John Turing, de laatste Schotse ‘conservator’ van Veere, ging er vandoor. Fransen en Britten kwamen met elkaar in oorlog. De Grote Kerk, het arsenaal en enige huizen aan de kade van het Veerse Gat werden in 1809 zwaar beschadigd tijdens een Britse militaire invasie. Midavaine: “De Engelsen namen de kerk in beslag, zodat die als kazerne kon dienen. Maar in 1811 [Nederland was door het Franse keizerrijk geannexeerd] eiste Napoleon het gebouw op om er een militair hospitaal in te vestigen. In 1812 vernielden Franse soldaten de praalgraven. Met de in de kerk rustende doden werd ruw omgesprongen. De nabestaanden kregen nauwelijks de tijd om het gebeente der gestorvenen elders te begraven”.
 
 
49 4 Veere aan het oude Veerse GatVeere aan het oude Veerse Gat
 
 
Wat betreft de religie kwam het niet meer goed met de Grote Kerk.
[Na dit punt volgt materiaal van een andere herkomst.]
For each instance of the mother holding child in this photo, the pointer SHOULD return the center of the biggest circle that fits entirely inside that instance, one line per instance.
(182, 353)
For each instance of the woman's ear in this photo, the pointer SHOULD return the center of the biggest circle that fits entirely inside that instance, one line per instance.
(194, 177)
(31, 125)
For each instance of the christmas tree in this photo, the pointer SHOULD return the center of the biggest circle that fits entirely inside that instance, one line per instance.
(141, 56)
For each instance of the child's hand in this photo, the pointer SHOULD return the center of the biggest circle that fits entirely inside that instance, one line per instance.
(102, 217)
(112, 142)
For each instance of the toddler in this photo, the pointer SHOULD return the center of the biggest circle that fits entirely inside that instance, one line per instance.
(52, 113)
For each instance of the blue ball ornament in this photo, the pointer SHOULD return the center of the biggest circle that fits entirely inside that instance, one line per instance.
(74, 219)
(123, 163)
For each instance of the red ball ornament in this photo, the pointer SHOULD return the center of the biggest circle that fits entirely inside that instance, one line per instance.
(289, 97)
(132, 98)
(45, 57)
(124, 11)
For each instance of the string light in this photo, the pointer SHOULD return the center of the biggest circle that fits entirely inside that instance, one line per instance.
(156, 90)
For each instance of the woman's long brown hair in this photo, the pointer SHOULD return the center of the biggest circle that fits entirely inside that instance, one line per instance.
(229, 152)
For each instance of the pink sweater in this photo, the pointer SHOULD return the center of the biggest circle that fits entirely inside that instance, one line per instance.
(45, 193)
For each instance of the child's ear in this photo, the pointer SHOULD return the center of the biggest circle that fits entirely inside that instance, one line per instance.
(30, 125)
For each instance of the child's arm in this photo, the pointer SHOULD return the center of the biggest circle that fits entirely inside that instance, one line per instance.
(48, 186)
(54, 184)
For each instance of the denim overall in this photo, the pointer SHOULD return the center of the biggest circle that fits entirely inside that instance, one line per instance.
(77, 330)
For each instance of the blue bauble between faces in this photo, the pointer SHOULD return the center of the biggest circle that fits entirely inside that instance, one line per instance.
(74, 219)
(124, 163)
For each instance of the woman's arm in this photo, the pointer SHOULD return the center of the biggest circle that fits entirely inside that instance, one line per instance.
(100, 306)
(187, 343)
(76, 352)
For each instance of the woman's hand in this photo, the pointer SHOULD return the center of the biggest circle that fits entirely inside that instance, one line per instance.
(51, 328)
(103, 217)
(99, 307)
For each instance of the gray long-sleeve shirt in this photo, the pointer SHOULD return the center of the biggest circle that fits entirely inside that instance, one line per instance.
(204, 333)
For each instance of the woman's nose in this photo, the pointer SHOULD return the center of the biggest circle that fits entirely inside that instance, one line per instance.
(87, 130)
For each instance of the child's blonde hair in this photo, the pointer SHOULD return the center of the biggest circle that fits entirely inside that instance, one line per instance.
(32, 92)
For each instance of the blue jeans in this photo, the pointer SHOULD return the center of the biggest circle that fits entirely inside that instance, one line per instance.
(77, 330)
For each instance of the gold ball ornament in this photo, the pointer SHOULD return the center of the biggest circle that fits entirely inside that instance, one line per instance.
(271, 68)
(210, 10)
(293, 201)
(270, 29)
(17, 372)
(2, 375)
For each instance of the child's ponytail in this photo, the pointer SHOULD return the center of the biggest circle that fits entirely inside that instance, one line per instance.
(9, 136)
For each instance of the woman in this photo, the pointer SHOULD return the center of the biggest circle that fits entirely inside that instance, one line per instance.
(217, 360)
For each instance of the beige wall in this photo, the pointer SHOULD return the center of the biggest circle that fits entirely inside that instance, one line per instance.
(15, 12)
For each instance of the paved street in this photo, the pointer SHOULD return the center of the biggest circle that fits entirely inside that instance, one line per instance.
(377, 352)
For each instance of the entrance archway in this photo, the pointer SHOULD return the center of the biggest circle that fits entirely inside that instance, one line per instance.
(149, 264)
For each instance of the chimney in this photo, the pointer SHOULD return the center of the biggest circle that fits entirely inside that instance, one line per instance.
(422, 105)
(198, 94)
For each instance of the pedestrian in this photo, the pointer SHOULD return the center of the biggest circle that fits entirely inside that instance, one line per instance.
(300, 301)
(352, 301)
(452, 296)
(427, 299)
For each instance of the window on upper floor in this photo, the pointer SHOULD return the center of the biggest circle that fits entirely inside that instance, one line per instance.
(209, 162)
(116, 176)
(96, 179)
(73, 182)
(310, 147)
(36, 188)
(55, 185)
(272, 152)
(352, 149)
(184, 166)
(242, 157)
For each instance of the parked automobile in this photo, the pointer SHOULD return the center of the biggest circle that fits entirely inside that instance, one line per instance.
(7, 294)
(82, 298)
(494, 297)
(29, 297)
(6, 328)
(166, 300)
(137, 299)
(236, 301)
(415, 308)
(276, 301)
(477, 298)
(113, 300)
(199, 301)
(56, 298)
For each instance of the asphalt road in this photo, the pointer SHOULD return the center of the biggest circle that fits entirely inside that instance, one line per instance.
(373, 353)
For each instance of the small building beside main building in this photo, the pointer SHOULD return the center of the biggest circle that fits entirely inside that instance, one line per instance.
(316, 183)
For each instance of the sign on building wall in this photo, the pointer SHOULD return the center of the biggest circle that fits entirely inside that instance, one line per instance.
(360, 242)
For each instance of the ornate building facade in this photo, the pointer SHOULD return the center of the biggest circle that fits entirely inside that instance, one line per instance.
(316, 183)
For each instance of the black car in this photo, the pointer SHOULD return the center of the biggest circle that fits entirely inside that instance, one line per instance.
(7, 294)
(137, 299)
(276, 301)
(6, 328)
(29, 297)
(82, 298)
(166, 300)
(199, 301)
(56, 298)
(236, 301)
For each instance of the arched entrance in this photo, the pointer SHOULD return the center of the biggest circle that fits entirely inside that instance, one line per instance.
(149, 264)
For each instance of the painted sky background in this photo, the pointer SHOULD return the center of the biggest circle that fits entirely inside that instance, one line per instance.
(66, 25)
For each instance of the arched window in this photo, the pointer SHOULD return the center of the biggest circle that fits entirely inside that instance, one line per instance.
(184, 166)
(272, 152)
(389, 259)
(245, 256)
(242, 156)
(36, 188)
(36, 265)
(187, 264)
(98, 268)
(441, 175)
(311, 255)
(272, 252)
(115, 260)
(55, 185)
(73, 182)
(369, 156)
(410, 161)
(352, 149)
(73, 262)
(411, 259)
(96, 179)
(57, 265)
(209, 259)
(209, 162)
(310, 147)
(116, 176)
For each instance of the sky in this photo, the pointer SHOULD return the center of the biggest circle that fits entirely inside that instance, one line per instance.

Het gebouw werd voor van alles gebruikt, behalve voor de eredienst, als je de boekjes mocht geloven: als provinciaal werkhuis voor de opvang van bedelaars en landlopers, hospitaal, noodopvang voor vee, geheime fietsplek, overdekt voetbalveld en cultureel centrum. Uit commerciële overwegingen probeerde de Kerk het gebouw weer in handen te krijgen – om de kerk af te breken, het materiaal te verkopen. Dat zou immers een aanzienlijke som geld opleveren.
    Christelijke religieuze gebouwen worden in onze tijd veelal met economische bedoelingen ingezet. Er worden steeds minder kerken gebruikt, waar ze voor gebouwd zijn. Er worden nu ruimtes voor andere religies opgezet.
 
 
Walcheren
 
 
Nog niet zo lang geleden waren er heel wat kleine gemeentes in Nederland. Er was dan ook vaak een goede band tussen bestuur en inwoners. In de jaren tachtig woonde ik in Loosdrecht, anno 2002 een dorp in de gemeente Wijdemeren geworden. Bij die gelegenheid ging mijn voormalige woonplaats over van de kleine provincie Utrecht naar het grote Noord-Holland.
    In de jaren tachtig wist een zakkenroller mij in Amsterdam van mijn papieren te beroven. Gelukkig werd ik ‘gered’. Daarvoor hoefde ik niet eens naar het gemeentehuis. Een Loosdrechtse ambtenaar kwam korte tijd later ’s avonds, lopend in zijn trainingspak, aanbellen op Pampus 5, waar ik woonde. Hij had de spullen bij zich en gaf ze mij retour. Hoe heerlijk was het om in een kleine gemeente te wonen, besef ik sindsdien.
 
Tijdens een verblijf in Californië (2006) vernam ik dat gemeentes aldaar, als ze te groot werden, konden besluiten om zich op te splitsen in kleinere administratieve eenheden. Zo werd voorkomen dat de afstand tussen de overheid en de mensen te groot werd, vertelde men mij. 
 
Waar of niet waar, in Nederland heeft zich in het kader van de efficiency een tegenovergestelde ontwikkeling voorgedaan. Steeds meer stadjes zijn opgeslokt en in grotere bestuurseenheden ondergebracht. In Limburg, waar ik opgroeide, zijn tientallen gemeentes verdwenen. Toen ik met Greetje langs de Belgische grens reed, ontdekten we dat er van al die dorpjes nog maar een paar gemeentes overgebleven waren.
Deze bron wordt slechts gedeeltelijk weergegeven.